Effects of L-Threonine (L-Thr) (A), L-Histidine (L-His) (B) and L-Aspartic acid (L-Asp) (C) on T-2 toxin production and Tri5 expression of different strains (n = 3), cultured at 28 °C for 14 d. The control was cultured in GYM medium. (a)–(c): T-2 toxin production of wild-type Fo17, ΔFoTap42 and ΔFoTap42-C; (d)–(f): Tri5 expression of wild-type Fo17, ΔFoTap42 and ΔFoTap42-C. Different letters “a–d” in the same plot indicate significant differences (p < 0.05).

Figure 4

(A) PCR amplification analysis of a plasmid digested by the XbaI-XhoI enzyme. A1: plasmid; A2: XbaI-XhoI digestion plasmid; M: DNA marker. (B) Prokaryotic expression of pET28a(+)-Tap42 fusion protein. B1: protein not induced by IPTG, B2-B4: clone 1–3 protein induced by IPTG. (C) Purification of pET28a(+)-Tap42 fusion protein.

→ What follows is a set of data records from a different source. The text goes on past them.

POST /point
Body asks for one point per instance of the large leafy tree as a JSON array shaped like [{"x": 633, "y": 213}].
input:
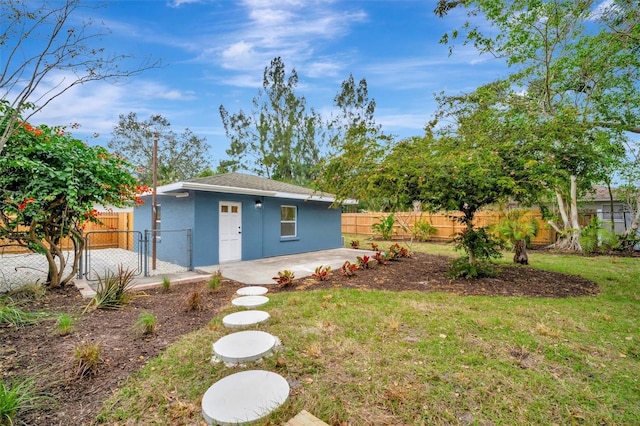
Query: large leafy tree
[
  {"x": 180, "y": 156},
  {"x": 49, "y": 185},
  {"x": 357, "y": 148},
  {"x": 279, "y": 139},
  {"x": 480, "y": 158},
  {"x": 578, "y": 66},
  {"x": 41, "y": 40}
]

M: marker; C1: unpurified protein; C2: washed protein; C3: eluted protein; M: molecular protein marker. (D) Co-immunoprecipitation products of Tap42 protein identified by SDS-PAGE. D1: GYM control group, D2: L-Histidine (L-His)-treated group, D3: L-Threonine (L-Thr)-treated group; D4: L-Aspartic acid (L-Asp)-treated group, M: molecular protein marker.

Figure 5

The common and specific numbers of potential Tap42-interacting proteins in F. oxysporum following L-threonine (L-Thr), L-Histidine (L-His) and L-Aspartic acid (L-Asp) treatments (n = 3).

Figure 6

The KEGG enrichment analysis of the signaling pathway of Tap42, potentially interacting with proteins of F. oxysporum Fo17 cultured with L−threonine (L−Thr), L−Histidine (L−His) and L−Aspartic acid (L−Asp) (n = 3).